The nearly significant fit between lymphocyte S-phase position of chromosomes and their participation in Rb fusions (for a number of combinations observed, P=0·108) should be treated with caution given the small sample size (n=5) and non-orthogonality of the design. Although multiple testing should enter into interpretation, it is worth noting that several tests had similarly close-to-significant results, with chromosome placement correlated between different cell types and phases (all r between 0·50 and 0·74).

(iv) Fusion preferences by size classes

We found that chromosome size classes behaved similarly with respect to preferred partners. In the case of the bovids all size classes mostly tended to partner with large chromosomes, and tended least to partner with small chromosomes (Fig. 3). This manifests as a significant linear correlation of corrected frequency (taking into account size group membership and resulting combinatorics) against the size of resulting metacentric chromosomes (P=0·0062, R 2=0·87).

Fig. 3. Double-averaged fusion frequencies for different combinations of bovid chromosomes grouped by size. There is no evidence of chromosomal territoriality in bovids based on 195 Rb fusions (see text) – small chromosomes are the least popular partner for all chromosomes, with large chromosomes being correspondingly more preferred. ‘Double averaging’ corrects for unequal group size and different combinatorics of homotypic versus heterotypic groups.

Mouse chromosomes, in contrast, behaved differently in terms of chromosome partnering (Fig. 4). The same chromosomes previously noted as sharing a single territory (specifically numbers 12, 14 and 15 as observed in splenocytes; Parada et al., Reference Parada, McQueen, Munson and Misteli2002), were prolific in obtaining fusion partners, particularly larger than themselves. Small and large chromosomes did not fuse as often – a finding consistent with the idea that CT positioning according to chromosomal sizes (e.g.

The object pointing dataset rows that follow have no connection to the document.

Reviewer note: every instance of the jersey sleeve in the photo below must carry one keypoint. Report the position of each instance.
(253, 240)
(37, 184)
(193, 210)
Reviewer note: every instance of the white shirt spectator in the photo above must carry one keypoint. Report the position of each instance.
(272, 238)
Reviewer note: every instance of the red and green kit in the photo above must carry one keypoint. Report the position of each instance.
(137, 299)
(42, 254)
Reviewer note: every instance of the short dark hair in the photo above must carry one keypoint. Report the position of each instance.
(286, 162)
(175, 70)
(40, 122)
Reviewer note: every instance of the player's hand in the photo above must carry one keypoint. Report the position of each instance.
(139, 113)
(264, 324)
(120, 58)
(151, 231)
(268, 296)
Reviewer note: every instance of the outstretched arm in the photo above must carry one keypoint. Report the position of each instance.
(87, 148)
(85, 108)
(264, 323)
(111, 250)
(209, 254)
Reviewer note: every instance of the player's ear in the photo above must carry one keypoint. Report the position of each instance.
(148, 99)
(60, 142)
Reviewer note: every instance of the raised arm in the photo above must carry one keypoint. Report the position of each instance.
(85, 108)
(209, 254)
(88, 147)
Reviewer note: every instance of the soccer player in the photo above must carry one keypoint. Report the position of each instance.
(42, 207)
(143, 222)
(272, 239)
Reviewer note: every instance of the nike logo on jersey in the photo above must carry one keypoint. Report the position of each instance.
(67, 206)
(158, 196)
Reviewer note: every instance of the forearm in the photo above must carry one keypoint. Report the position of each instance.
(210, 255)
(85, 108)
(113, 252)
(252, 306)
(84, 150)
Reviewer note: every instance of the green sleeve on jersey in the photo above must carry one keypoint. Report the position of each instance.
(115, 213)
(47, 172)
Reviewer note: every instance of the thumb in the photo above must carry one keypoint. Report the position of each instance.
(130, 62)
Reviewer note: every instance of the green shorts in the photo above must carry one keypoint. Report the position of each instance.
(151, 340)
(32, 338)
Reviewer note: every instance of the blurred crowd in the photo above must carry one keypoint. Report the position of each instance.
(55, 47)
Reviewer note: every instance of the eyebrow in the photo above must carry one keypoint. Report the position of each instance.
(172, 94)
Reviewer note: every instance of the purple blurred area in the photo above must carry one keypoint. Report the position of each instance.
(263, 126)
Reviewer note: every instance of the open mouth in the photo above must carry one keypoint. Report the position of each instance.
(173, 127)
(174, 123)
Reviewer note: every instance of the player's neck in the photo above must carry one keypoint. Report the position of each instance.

Bolzer et al., Reference Bolzer, Kreth, Solovei, Koehler, Saracoglu, Fauth, Müller, Eils, Cremer, Speicher and Cremer2005) affects fusions. It is interesting that fusions of chromosomes 12–14–15 with another member from this group (i.e. Rb12·14, Rb12·15 and Rb14·15) were extremely rare – only one of the 479 occurrences of fusions in the 97 documented populations was of this kind; this is in stark contrast to fusions of the same autosomes with intermediate-sized partners being the most frequent of all combinations. This is remarkable as these two groups are closest to each other in chromosome size, suggesting it is not physical proximity per se that is preventing Rb fusions in this case. Rather, it is an additional mechanism of suppression or natural selection that may be related to territory sharing, and potentially to suppression of recombination between regions of sequence homology on different chromosomes that entitles membership of a particular, shared territory.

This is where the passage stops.